Benjamin Smith


Research Interests

My primary areas of research are public opinion, mass communication, media effects, and perceptions of terrorism. Under the direction of Michael Stohl, I lead a rotating team of undergraduate research assistants in investigating media constructions of terrorism - specifically looking at the framing of terrorist organizations (such as al Qaeda and Daesh).

Mentoring Experiences

I've always taken the view that if I'm going to have undergraduates earn academic credits by working with me on research, then they deserve the right to be an integral part of the process. I take the time to teach them the theory behind what we're doing as well as the history of the terrorist actors we're
studying, and I try to allow them room to explore and make mistakes in their investigation. My role is simply to moderate, to steer the conversations and the research, and to otherwise step back and let their creativity thrive. The biggest challenge I face working with undergraduates is simply that they graduate! However, the fresh and unique insights gained from having such a diversity of perspectives, and the opportunity to watch them grow and thrive as researchers, more than makes up for any delays created by the unfortunate and inevitable churn.

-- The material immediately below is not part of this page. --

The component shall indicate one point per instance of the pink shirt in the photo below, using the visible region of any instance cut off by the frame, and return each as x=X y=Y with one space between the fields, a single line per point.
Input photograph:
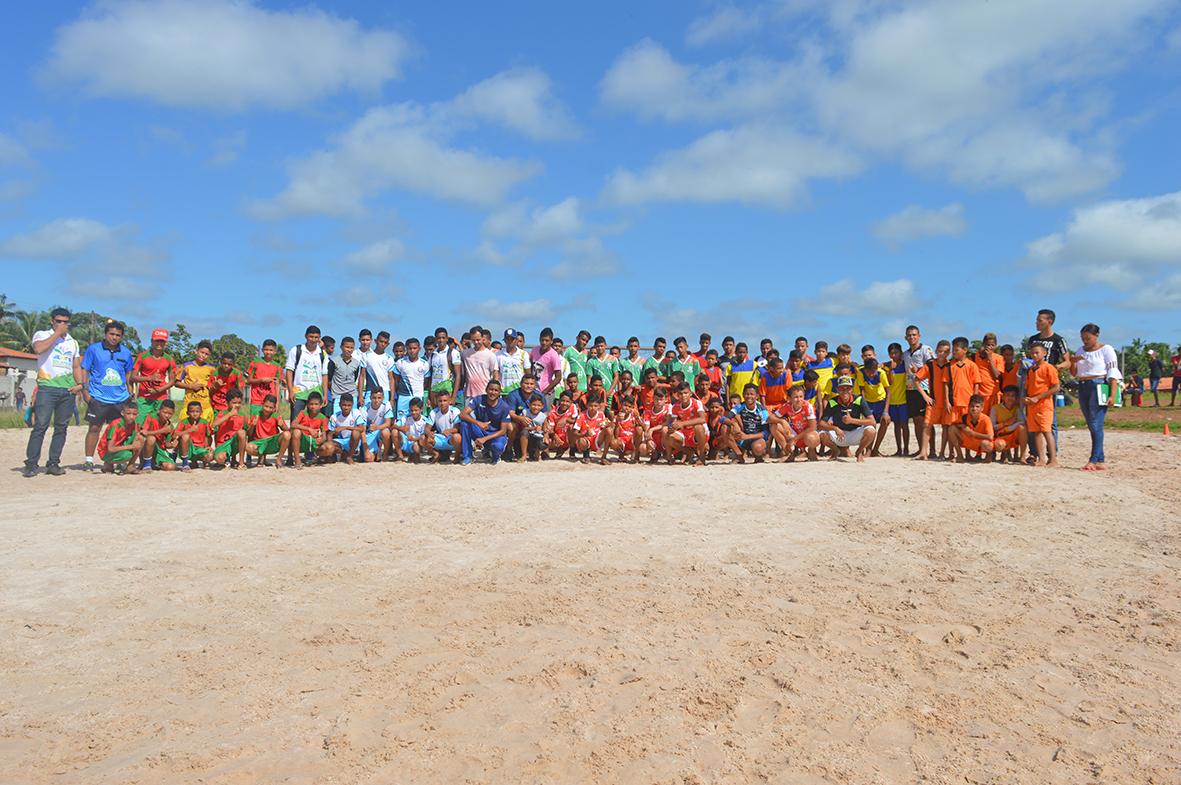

What the Award Means to Him

Winning the award is a huge honor, and a huge shock. I feel that the work I do with undergraduates isn't anything special; I know many others who have the same philosophy when it comes to undergraduate research as I do and who work just as hard. I have to give a huge thank-you to Robert Kovacs and Samantha Chan for writing wonderful letters of support for my application, and to my advisor/boss, Dr. Michael Stohl, for offering to nominate me and for giving me the guidance and flexibility necessary to do this type of work.